Sendo esse o breve relatório do feito, passo ao exame da matéria.
Preliminarmente, em relação à análise do recurso de reconsideração e dos
embargos declaratórios – objeto de apreciação na atual fase processual
–, o Ministério Público reporta-se integralmente à manifestação das
instâncias instrutivas no que tange ao atendimento dos seus requisitos
de admissibilidade. Por tal razão, opina o Parquet pelo conhecimento dos
recursos, uma vez que atendidos os requisitos de admissibilidade.
De outro lado, no que diz respeito ao mérito recursal, melhor sorte não
assiste aos recorrentes.
De início, a partir da leitura atenta dos elementos constantes dos autos
administrativos, verifica-se que a base da linha de argumentação
desenvolvida pelos recorrentes em justificativa à conduta que obstruiu
o exercício do controle externo fundamenta-se em posição jurídica da
douta Procuradoria-Geral do Estado, datada de 1998, a qual se afigura
extremamente restritiva das competências dessa Corte de Contas.
Segundo o entendimento daquele Órgão Central do Sistema Jurídico
do Estado, os Tribunais de Contas seriam órgãos auxiliares do Poder
Legislativo, que não poderiam exercer, no tocante às agências reguladoras,
qualquer fiscalização que exorbitasse a apreciação de natureza contábil,
financeira ou orçamentária, envolvendo recursos públicos. Além disso,
ainda segundo o entendimento firmado ao final da década de 1990
no âmbito da Procuradoria-Geral do Estado, os Tribunais de Contas não
poderiam invadir a esfera de reserva administrativa de agência reguladora
de serviços públicos para perquirir o mérito de suas decisões políticoadministrativas, interferindo com sua atividade finalística.
Com a devida vênia, trata-se de linha de pensamento que não tem como
prosperar à luz de uma interpretação republicana e democrática do
sistema de controle externo estabelecido na Constituição de 1988 para
os Tribunais de Contas.
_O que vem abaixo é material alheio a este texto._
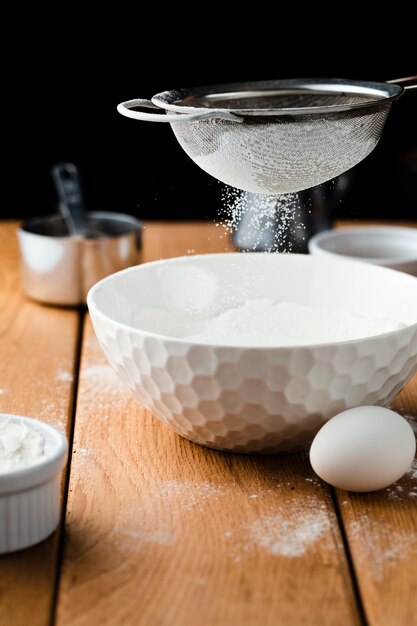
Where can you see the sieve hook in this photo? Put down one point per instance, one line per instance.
(125, 109)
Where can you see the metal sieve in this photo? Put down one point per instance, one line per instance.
(277, 136)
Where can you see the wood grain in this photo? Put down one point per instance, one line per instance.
(37, 361)
(162, 532)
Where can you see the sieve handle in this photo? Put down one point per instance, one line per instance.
(125, 109)
(405, 79)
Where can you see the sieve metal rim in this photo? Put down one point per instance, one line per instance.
(383, 93)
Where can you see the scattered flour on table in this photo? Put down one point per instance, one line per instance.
(168, 502)
(101, 387)
(270, 220)
(398, 545)
(290, 537)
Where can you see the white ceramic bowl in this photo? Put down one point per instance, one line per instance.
(30, 497)
(394, 247)
(254, 399)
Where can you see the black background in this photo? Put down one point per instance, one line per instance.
(63, 80)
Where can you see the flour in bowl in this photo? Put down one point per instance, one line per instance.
(264, 322)
(20, 445)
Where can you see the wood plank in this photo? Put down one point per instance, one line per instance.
(162, 532)
(37, 359)
(162, 240)
(382, 532)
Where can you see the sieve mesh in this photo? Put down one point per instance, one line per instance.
(282, 154)
(275, 137)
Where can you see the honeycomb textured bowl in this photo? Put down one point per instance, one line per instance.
(253, 399)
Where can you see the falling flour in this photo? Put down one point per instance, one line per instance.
(263, 322)
(266, 222)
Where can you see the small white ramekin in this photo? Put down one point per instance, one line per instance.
(30, 497)
(390, 246)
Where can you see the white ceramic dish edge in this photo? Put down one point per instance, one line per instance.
(30, 497)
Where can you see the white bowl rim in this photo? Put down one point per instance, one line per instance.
(26, 477)
(331, 234)
(96, 311)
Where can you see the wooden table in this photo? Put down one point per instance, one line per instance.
(161, 532)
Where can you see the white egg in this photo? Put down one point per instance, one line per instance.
(363, 449)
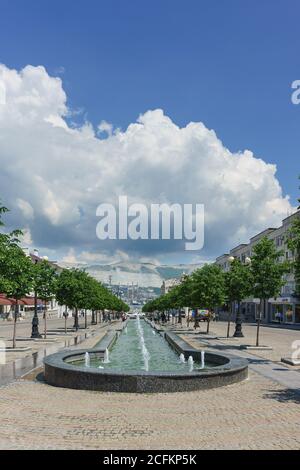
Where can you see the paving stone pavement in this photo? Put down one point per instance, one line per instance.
(255, 414)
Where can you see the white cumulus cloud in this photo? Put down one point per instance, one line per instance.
(53, 175)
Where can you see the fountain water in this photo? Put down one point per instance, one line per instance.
(87, 360)
(191, 363)
(106, 356)
(202, 359)
(145, 352)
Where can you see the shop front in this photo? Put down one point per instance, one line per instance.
(284, 310)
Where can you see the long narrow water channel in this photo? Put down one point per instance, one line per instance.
(139, 347)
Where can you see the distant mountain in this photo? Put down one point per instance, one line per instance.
(143, 274)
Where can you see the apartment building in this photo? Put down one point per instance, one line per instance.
(284, 308)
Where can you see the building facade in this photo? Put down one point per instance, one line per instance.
(286, 307)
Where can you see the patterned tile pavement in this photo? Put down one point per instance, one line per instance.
(255, 414)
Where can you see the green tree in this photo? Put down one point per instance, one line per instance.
(15, 268)
(238, 286)
(267, 271)
(70, 290)
(16, 277)
(45, 284)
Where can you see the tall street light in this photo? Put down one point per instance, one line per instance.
(238, 333)
(35, 319)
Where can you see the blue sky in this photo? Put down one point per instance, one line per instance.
(229, 64)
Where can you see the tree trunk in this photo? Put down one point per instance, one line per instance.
(238, 323)
(76, 326)
(45, 319)
(258, 321)
(208, 323)
(196, 323)
(15, 323)
(229, 320)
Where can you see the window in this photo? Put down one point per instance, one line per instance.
(289, 313)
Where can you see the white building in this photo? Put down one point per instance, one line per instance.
(286, 306)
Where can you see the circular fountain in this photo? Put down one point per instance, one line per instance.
(138, 361)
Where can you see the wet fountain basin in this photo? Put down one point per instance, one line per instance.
(126, 370)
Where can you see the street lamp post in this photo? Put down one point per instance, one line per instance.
(238, 333)
(35, 319)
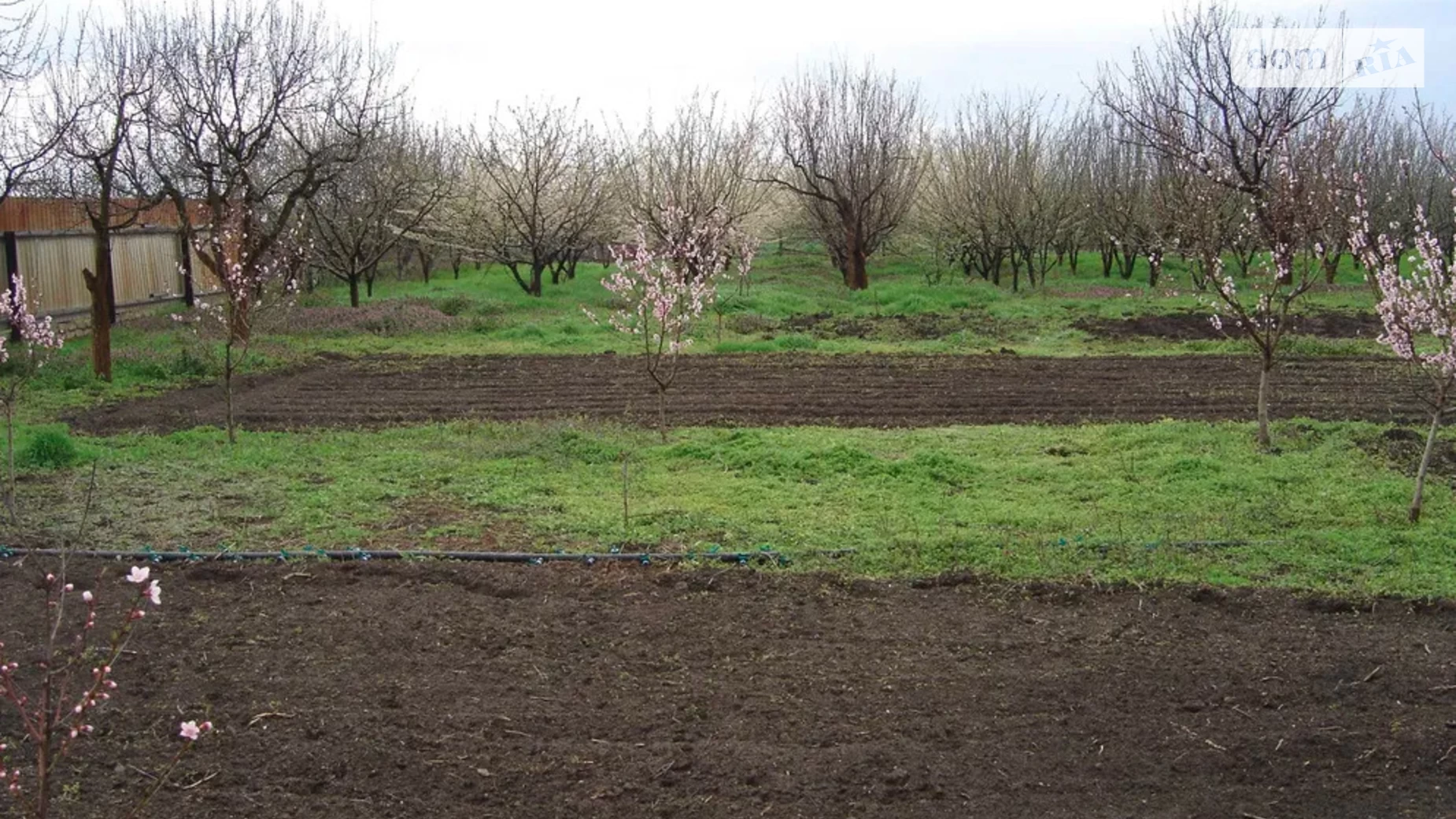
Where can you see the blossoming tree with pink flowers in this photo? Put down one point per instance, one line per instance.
(18, 365)
(253, 277)
(667, 284)
(1418, 312)
(72, 680)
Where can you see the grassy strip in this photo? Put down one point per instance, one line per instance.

Além disso, tal posicionamento negligencia por
completo a competência para o controle operacional atribuído às Cortes
de Contas pela Carta da República.
174
Como se passa a demonstrar, não assiste razão e, portanto, não pode ser
invocado como justificativa para a obstrução ao exercício do controle
externo parecer exarado no âmbito da Procuradoria-Geral do Estado que
simplesmente “esvazia” as competências constitucionais das Cortes de
Contas, indo de encontro à sua vocação republicana de tutela da gestão
eficiente, eficaz e econômica dos recursos públicos.
Pois bem. O artigo 15 da Declaração Universal dos Direitos do Homem e do
Cidadão de 1789 – verdadeiro marco simbólico da queda do absolutismo
e do ideal do poder estatal limitado – dispõe que a sociedade tem o direito
de pedir conta a todo agente público quanto à sua administração. Trata-se,
como de conhecimento convencional, do dever primário de prestação de
contas inerente à atuação de todo e qualquer agente público e de observância
inafastável em um regime republicano3.
O Tribunal de Contas situa-se no ordenamento jurídico-constitucional como
órgão público especializado e independente que colabora com o Poder
Legislativo no exercício do controle da atividade financeira pública, prestandolhe auxílio técnico4. Cuida-se do denominado controle externo que, à luz do
artigo 70 da Constituição da República de 1988, visa a resguardar a probidade
da Administração e a regularidade da guarda e do emprego dos bens, valores
e dinheiros públicos, assim como a fidelidade na execução do orçamento.
O perfil constitucional dos Tribunais de Contas encontra-se delineado,
essencialmente, no capítulo destinado à fiscalização contábil, financeira
e orçamentária – artigos 70 e seguintes da Constituição da República.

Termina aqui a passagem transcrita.